3:53 p.m. ET, August 28, 2020
Jacob Blake's father: "We're not taking it anymore, I ask everyone to stand up"
From CNN's Skylar Mitchell
Jacob Blake Sr. on Friday said he knew his father was in Washington, DC, at the original March on Washington in 1963 when he was a child.
“I truly did not want to come see you all here today for these reasons,” he stated, adding that he showed up to Friday's March on Washington because “I have a duty.”
The junior Blake, a Black Wisconsin resident, was shot seven times in the back by a White police officer who tried to detain him on Sunday in Kenosha.
“But we're gonna stand up. Every Black person in the United States is gonna stand up. We're tired!” he said.
“We're gonna hold court today. We're gonna hold court on systematic racism,” Blake Sr. said before mentioning the names of other victims of police violence, “Guilty. Racism against all of us.”

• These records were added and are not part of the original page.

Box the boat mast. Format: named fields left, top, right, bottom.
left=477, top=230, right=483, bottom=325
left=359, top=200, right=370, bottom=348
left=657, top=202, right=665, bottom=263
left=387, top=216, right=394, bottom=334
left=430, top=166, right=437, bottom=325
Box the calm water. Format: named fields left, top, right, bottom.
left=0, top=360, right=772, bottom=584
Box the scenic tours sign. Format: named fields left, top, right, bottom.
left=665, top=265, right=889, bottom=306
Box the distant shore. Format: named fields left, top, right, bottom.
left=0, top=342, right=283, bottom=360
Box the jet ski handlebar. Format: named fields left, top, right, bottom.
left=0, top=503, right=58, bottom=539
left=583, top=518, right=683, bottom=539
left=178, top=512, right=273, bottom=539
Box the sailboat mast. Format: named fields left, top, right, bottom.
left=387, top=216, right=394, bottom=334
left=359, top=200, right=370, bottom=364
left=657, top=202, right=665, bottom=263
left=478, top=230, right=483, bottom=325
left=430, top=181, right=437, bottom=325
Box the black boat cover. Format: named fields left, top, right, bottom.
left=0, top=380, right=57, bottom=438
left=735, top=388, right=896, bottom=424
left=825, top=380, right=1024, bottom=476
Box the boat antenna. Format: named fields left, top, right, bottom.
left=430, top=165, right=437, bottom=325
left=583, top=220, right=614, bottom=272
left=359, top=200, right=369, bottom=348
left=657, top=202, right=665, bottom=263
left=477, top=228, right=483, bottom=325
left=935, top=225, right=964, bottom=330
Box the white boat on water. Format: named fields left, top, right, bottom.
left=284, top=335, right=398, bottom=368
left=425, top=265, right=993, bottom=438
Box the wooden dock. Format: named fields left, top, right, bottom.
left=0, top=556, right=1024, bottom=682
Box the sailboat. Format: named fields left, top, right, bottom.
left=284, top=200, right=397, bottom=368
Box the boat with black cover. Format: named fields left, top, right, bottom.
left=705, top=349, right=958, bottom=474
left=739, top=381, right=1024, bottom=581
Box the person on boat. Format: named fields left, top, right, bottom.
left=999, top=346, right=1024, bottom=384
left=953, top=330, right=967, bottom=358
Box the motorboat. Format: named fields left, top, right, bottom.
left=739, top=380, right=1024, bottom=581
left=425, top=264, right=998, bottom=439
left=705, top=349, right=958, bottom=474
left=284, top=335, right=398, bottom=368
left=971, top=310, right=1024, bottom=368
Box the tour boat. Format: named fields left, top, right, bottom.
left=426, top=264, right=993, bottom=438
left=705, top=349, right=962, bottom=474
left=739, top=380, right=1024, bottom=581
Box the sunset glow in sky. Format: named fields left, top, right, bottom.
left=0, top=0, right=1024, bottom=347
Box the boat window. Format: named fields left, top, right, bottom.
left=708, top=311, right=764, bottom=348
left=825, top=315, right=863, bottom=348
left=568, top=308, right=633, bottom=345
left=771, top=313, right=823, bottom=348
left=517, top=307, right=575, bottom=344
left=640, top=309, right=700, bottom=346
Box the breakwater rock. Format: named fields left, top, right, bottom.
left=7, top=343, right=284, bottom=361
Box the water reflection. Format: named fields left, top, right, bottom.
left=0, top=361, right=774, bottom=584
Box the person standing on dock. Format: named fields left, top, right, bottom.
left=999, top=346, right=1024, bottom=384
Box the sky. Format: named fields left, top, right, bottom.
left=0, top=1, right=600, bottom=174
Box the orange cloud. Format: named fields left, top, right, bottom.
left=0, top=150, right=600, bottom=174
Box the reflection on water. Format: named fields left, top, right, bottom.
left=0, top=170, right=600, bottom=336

"And we're not taking it anymore, I ask everyone to stand up. No justice, no peace!" he said.
3:04 p.m. ET, August 28, 2020
Relatives of shooting victims speak out at the March on Washington
From CNN's Skylar Mitchell
Numerous family members and loved ones of Black Americans killed in acts of violence spoke out during the March on Washington today.
Here are some of the excerpts:
Sister of Botham Jean — who was killed by ex-Dallas police officer Amber Guyger while in his home when Guyger walked in, thinking it was her own — said people need to keep pushing for "change so that their lives were not taken in vain." "We are our brothers' and sisters' keepers," Allisa Charles-Findley said.
Wanda Cooper-Jones, mother of Ahmaud Arbery, said she carries "a very broken heart but also a grateful heart that God chose my son to be a part of this historic movement." "I love you all for standing with us," she said.
Arbery's father Marcus Arbery Sr., remembered his son, saying how heartbroken he still is at his passing. "I used to speak to my son on the phone every day, and now sometimes I feel like he forgot to call me," he said.
Sybrina Fulton, mother of Trayvon Martin, spoke after the audience chanted her son's name. She said "even though we're going through a crisis, even though it looks dark, I want you to be encouraged." "Don't stop saying Black Lives Matter. Don't stop fighting, don't stop protesting, stand together. We were built for this," Fulton said.
Eric Garner's son spoke, saying "I'm challenging the young people to vote." He advocated for peaceful marching and urges protesters against looting.
Oscar Grant's mother wanted everyone to know "that this race is not given to the swift or the strong, but to the one who endures." Wanda Johnson urged people to "continue to band together, to continue to call the injustices unjust."
Dontre Hamilton's mother urged people to vote this fall. "I will never stop fighting for you," she said about her son.